You are the third person to tell me that same thing. Problem is if I were the thief, I would enjoy watching me look through the woods. I will not give them that satisfaction. As cheap as they are I ordered a few more. I have studied people's weakness over the years. For example, the exercise crowd will put black spandex bands over their weak knee, elbow or wrist. If I needed to, that is the first place I would go for. To help elevate their heart rate, you know.


----------



## Slide-Easy (Aug 16, 2020)

ZippyBands said:


> You might also consider installing a trail camera so you can positively identify the person responsible for any future thefts. Then ask for the return of your stuff when you show the photos to them.
> 
> While you are forgiving the thief, you might also consider what made them take that action. Neighbors might not mind mild noise during the day, but might be upset with night time noise. You could muffle or limit the ringing at night... There might be some folks who need their sleep to recover from illness or who need to work the next day to support their families.
> 
> Good luck with your adventures


I have over 30 years in commercial electronic security (CCTV, Access Control, Fire Alarms, Intrusion Alarms). The problem is, if I had video of someone stealing from me, I would confront them. So cameras would land me in jail. As to shooting on one full moon a month....all they had to do was ask and I would stop. To take something that belongs to me is wrong.


----------



## MOJAVE MO (Apr 11, 2018)

Slide-Easy said:


> MOJAVE MO said:
> 
> 
> > I've studied thievery and read 1000's of case studies on the profession in about 30 years of work trying to figure them out. In this case the perpetrator didn't leave with your bell. He threw it as far away from that center point as possible. I would take a few minutes to walk circles around your range to find it. I bet it is under some leaves right around there somewhere. If the thief took it, he would have to lie when confronted. If he didn't take it for that reason then it about 40ft away from where you hung it up!
> ...


Haha! Yea I see the fun of just adding more bells to the party! I put the hurt on an old cowbell at my last house just to make the crazy guy next door, with the crazy dogs, to go crazy. When we moved I left the dinged up bell in his mailbox as a souvenir of my departure. I suppose in the end it is all fun and games until somebody tries to take your fun away!


----------



## Slide-Easy (Aug 16, 2020)

MOJAVE MO said:


> Slide-Easy said:
> 
> 
> > MOJAVE MO said:
> ...


The dog worship here is severe. These people think nothing of letting their dogs urinate on your lawn as they walk by. I fought that battle for years. In today's society the dog reigns king. They are no longer made to stop barking or urinating when and where they want. All you are supposed to say to a dog owner is 'Oh he is sooooo cute, What is his name?, Can I take a selfie with him????" I am suffering from moderate to severe dog-fatigue. A few years back, I waged a war against the people and their beast. They left dog feces with fresh grass on my steps. As I am an old school, red-neck, so I fried up a pound of bacon and poured the grease on the feces. The next dog that came by ate it up and licked the concrete clean. Ahhhh, the joys of neighbors.


----------



## MOJAVE MO (Apr 11, 2018)

Grease and the Feces. That sounds like a great name for my next band.

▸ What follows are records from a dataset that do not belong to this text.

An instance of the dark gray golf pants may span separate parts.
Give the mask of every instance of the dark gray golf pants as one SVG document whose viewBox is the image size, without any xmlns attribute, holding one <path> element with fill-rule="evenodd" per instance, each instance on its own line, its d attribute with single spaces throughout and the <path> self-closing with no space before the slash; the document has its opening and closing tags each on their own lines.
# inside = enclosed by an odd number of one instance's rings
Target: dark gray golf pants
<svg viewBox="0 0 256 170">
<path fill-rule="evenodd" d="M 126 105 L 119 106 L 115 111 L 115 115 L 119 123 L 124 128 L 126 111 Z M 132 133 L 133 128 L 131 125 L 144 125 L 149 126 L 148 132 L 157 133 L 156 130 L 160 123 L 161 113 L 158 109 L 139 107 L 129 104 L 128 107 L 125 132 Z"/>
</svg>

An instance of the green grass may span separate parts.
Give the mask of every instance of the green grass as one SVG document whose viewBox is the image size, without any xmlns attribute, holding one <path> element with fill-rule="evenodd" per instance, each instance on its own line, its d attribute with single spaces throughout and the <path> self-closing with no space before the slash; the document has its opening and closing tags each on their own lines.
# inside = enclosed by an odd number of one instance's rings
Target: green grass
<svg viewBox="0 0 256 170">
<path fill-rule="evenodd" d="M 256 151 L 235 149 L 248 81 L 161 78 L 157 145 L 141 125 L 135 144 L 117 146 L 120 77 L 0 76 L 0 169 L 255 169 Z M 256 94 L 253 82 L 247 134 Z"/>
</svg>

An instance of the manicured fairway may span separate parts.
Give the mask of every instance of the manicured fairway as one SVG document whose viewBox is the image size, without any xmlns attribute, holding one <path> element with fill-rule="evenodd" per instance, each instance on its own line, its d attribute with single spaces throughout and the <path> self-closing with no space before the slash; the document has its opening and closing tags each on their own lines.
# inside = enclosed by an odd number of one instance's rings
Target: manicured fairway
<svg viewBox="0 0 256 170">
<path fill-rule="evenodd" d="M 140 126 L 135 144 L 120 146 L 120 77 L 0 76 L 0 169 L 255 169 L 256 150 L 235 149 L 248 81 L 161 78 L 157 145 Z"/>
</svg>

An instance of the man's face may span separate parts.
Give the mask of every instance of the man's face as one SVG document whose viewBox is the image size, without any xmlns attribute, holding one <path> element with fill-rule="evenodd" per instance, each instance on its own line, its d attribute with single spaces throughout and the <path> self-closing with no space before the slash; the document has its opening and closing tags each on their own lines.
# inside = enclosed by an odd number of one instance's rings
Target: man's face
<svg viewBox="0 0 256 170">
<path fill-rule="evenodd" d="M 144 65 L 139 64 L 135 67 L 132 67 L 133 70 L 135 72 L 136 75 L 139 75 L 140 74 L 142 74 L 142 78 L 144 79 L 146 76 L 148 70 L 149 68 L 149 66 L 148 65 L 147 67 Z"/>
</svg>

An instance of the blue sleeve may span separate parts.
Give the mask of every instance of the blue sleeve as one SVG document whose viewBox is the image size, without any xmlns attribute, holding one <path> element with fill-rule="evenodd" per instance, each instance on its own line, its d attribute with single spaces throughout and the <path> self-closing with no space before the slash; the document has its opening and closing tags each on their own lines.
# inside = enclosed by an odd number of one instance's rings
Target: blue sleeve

Sent from my iPhone using Tapatalk


----------



## Slide-Easy (Aug 16, 2020)

Well, I am pleased to report that the Range is open. I have had no further cowardly, thievery of my property. I had to order another 50lbs of steel shot. as I have flat out hammered those frying pans again and again. I was raised to believe there is not much worse than a thief or a coward, but a cowardly thief?


----------



## Slide-Easy (Aug 16, 2020)

Personal Pan Cut Challenge


----------



## SJAaz (Apr 30, 2019)

horsefeathers!


----------



## Slide-Easy (Aug 16, 2020)

SJAaz said:


> horsefeathers!


I bet the neighbors wish they had left that bell alone.


----------



## Slide-Easy (Aug 16, 2020)

Cymbals make poor targets. This lasted one afternoon.


----------



## Slide-Easy (Aug 16, 2020)

Update:

This morning at 9:30 I had a liberal. yuppie neighbor marched over while I was shooting and demand that I stop immediately. Mind you, I have been shooting here for 8 years. He then claimed that if I did not do as he said, that he was going to take a civil case out against me for disturbing the neighbors. I told him to go ..... So I called the local cops...The cop said it was fine to shoot slingshots in the county as they are not considered firearms. I asked him about disturbing their peace. He read off some legalese. Basically I was not standing out there hitting a pot with a hammer to intentionally disturb them, I was using the slingshot as it was intended to be used. He claimed the guy was 'puffing'. In any event I would not be surprised if he follows thru with a group of liberal neighbors. My Trump signs are still lingering in their minds.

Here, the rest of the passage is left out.